For the first time, impose a 1 percent excise tax on corporate stock buybacks, based on Brown's Stock Buyback Accountability Act. The 2017 tax law delivered a massive tax windfall to wealthy corporations. A record number of stock buybacks followed, which enriched shareholders and CEOs instead of creating new jobs or raising workers' wages. To curb this trend, the bill requires corporations to pay a tax on the total amount of stock repurchase.
The Washington Post called this "the first new corporate taxes in a generation."
Two economists called the stock buyback provision "good for just about everyone, including employees and shareholders as well as overpaid CEOs," in the Wall Street Journal.
Require the largest corporations to pay a minimum tax. This minimum tax applies to companies with more than $1 billion in profits -- meaning only the approximately 200 largest corporations will be affected. These companies use tax loopholes to avoid paying the statutory 21 percent rate and actually pay well below 15 percent.
A recent study found that at least 55 of the largest corporations paid $0 in federal taxes on their profits in 2020.
Another recent government report found that the average tax rate on U.S. corporations is just 7.8 percent -- far less than the rate most workers pay on their wages.

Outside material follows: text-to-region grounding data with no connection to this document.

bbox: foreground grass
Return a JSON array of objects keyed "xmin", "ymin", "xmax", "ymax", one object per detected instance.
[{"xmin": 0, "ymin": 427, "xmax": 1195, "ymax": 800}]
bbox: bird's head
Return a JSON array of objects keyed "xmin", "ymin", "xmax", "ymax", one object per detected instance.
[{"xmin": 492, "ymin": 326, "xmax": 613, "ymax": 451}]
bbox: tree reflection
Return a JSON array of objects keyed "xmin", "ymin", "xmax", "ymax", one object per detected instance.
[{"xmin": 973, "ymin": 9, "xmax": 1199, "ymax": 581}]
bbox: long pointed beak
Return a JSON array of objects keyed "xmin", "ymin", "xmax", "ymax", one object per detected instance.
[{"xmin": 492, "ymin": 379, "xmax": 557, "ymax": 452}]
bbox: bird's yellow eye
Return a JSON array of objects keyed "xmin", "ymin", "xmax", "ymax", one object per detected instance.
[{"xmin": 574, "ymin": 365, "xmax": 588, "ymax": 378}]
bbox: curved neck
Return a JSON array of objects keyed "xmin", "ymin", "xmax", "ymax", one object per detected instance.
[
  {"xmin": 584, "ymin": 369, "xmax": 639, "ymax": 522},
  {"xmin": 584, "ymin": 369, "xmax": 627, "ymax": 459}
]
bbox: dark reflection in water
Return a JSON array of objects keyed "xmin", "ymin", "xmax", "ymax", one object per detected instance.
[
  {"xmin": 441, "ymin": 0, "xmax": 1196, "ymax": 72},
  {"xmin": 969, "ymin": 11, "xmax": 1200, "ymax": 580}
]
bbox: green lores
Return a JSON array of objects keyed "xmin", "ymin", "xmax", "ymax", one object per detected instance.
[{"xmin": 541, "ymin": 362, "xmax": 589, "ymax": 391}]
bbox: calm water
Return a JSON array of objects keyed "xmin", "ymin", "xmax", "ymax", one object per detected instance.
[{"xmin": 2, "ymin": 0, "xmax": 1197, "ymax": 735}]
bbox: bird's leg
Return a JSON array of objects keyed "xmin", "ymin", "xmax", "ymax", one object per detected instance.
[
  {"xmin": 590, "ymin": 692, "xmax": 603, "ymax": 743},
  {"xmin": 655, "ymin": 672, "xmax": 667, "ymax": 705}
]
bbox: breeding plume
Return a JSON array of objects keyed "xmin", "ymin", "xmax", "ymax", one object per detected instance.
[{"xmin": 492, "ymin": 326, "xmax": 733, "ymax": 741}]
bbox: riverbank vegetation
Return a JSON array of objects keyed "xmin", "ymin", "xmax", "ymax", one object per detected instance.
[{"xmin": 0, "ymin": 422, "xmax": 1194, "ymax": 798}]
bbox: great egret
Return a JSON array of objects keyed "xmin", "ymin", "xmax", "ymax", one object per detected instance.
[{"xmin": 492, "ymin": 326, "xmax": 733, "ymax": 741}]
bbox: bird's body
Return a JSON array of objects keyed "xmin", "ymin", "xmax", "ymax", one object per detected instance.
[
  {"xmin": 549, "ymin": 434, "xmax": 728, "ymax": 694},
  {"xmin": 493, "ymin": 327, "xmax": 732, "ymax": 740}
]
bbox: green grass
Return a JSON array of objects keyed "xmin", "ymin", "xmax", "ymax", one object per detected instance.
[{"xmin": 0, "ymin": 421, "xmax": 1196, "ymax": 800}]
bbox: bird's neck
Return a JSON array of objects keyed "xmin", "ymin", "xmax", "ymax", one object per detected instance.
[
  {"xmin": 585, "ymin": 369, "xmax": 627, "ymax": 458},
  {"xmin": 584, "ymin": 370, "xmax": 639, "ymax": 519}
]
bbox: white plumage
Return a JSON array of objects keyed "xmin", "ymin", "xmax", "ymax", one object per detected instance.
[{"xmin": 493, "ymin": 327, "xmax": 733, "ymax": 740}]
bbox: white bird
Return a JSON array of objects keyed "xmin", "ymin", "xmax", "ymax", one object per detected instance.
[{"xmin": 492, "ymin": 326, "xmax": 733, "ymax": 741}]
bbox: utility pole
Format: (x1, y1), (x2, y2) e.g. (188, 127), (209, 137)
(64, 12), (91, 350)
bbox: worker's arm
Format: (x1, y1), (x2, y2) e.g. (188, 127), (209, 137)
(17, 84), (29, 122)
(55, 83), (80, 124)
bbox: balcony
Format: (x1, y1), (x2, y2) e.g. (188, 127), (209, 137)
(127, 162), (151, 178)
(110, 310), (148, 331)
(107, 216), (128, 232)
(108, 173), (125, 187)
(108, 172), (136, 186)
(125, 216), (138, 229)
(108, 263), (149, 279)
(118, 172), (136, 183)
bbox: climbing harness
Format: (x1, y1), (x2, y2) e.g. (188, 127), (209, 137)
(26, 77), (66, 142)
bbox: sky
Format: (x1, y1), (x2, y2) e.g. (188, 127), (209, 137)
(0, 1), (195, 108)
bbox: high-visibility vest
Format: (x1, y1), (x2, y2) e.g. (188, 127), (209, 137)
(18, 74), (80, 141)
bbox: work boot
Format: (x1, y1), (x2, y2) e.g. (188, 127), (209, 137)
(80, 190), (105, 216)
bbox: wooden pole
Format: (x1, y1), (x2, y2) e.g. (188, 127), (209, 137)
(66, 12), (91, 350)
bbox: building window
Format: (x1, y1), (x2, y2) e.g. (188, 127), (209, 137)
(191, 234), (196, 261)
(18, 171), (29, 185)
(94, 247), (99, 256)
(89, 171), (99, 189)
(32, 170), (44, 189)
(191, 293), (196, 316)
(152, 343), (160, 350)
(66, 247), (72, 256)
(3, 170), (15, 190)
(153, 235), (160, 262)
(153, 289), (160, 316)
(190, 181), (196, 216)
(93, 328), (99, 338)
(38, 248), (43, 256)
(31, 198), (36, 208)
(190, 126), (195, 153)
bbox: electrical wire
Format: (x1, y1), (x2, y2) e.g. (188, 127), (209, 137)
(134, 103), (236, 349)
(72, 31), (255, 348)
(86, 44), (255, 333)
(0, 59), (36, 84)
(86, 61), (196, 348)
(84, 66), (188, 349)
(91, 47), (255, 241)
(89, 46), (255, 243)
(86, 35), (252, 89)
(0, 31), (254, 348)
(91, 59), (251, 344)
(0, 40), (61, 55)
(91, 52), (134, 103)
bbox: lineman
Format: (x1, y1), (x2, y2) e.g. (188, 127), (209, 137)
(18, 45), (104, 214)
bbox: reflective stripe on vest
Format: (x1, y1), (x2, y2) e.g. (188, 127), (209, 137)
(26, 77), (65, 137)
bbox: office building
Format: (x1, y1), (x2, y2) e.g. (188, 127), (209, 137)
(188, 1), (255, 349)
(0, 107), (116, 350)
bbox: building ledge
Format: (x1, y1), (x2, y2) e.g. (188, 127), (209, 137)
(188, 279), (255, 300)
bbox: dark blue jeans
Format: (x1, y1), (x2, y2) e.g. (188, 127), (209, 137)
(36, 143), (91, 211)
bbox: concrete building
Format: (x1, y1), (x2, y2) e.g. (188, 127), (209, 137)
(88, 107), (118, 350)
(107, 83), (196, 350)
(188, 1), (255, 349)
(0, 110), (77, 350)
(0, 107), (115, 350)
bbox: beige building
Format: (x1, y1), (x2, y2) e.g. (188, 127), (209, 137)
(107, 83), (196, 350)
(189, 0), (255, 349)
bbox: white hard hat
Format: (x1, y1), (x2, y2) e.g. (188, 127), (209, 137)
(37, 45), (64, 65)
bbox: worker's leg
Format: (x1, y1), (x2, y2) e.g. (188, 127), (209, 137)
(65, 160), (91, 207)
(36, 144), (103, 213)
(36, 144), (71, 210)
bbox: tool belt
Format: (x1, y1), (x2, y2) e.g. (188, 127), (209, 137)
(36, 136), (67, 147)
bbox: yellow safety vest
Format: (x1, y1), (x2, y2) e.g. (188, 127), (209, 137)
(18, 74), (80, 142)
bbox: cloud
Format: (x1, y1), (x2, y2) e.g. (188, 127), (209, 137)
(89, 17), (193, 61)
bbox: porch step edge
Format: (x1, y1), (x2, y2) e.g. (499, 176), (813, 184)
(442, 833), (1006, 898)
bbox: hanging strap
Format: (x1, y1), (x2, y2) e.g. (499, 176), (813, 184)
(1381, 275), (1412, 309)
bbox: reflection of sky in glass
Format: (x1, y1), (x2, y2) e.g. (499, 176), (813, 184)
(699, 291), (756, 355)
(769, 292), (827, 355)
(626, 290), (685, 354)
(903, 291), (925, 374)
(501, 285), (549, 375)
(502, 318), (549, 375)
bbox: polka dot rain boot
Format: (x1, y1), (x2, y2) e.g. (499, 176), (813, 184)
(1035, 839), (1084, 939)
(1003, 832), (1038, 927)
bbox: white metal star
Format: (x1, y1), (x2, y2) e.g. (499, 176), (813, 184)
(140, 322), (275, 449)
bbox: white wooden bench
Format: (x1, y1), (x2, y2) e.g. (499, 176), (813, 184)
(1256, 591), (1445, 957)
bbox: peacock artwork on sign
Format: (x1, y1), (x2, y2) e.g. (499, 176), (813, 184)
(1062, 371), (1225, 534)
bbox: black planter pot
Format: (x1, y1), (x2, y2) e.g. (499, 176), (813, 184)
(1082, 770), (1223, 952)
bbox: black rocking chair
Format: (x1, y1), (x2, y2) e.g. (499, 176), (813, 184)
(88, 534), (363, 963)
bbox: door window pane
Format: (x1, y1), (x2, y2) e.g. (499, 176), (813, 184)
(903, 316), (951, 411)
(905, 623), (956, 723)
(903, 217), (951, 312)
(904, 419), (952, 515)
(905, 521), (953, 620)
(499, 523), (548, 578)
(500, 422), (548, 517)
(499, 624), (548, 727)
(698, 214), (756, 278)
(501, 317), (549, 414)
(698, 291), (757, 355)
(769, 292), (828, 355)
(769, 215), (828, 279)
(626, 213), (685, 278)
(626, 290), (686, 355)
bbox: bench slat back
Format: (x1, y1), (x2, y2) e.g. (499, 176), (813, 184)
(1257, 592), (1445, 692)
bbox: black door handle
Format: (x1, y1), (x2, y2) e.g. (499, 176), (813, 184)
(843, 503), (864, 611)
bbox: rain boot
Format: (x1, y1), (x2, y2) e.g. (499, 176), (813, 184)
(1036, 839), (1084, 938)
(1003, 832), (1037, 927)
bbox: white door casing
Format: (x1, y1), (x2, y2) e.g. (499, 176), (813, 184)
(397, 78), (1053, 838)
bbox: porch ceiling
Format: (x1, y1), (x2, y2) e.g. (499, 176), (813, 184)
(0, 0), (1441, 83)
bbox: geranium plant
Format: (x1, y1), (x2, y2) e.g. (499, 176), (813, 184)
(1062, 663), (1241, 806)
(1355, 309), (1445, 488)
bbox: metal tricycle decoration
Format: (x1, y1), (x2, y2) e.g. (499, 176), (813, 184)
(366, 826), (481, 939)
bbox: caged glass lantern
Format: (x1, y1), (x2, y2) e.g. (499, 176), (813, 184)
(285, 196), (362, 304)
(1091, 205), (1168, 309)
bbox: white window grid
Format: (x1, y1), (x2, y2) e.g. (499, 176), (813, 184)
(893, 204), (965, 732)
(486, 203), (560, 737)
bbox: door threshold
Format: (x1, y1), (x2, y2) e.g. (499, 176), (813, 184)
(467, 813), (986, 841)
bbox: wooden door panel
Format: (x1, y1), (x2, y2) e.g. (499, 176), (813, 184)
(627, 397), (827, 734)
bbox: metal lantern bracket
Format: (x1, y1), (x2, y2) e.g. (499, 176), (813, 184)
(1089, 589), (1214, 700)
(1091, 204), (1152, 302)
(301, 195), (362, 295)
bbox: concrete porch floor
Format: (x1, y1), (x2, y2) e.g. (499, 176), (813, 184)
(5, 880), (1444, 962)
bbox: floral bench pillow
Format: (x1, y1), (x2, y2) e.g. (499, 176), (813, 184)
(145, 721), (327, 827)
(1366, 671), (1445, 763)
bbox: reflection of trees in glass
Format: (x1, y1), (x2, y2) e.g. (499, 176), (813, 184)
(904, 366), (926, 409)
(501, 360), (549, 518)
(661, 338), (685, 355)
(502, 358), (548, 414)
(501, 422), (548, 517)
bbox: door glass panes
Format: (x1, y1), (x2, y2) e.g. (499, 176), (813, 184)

Invest in job creation and industrial policy without raising middle class and working class taxes. The Inflation Reduction Act contains no new taxes on Ohio families, and will ensure that the vast majority of Americans who get their income from a paycheck, not a stock portfolio, carry less of the tax burden. It accomplishes that through taxing stock buybacks, closing loopholes, and going after corporations and wealthy tax cheats that have broken the law and gotten away with paying fewer taxes than many Ohio families.
Treasury Secretary Janet Yellen sent a letter to IRS Commissioner Charles Rettig directing the IRS not to use new resources in the Inflation Reduction Act to increase audits on Americans making less than $400,000 a year, and to instead prioritize corporations and wealthy tax cheats.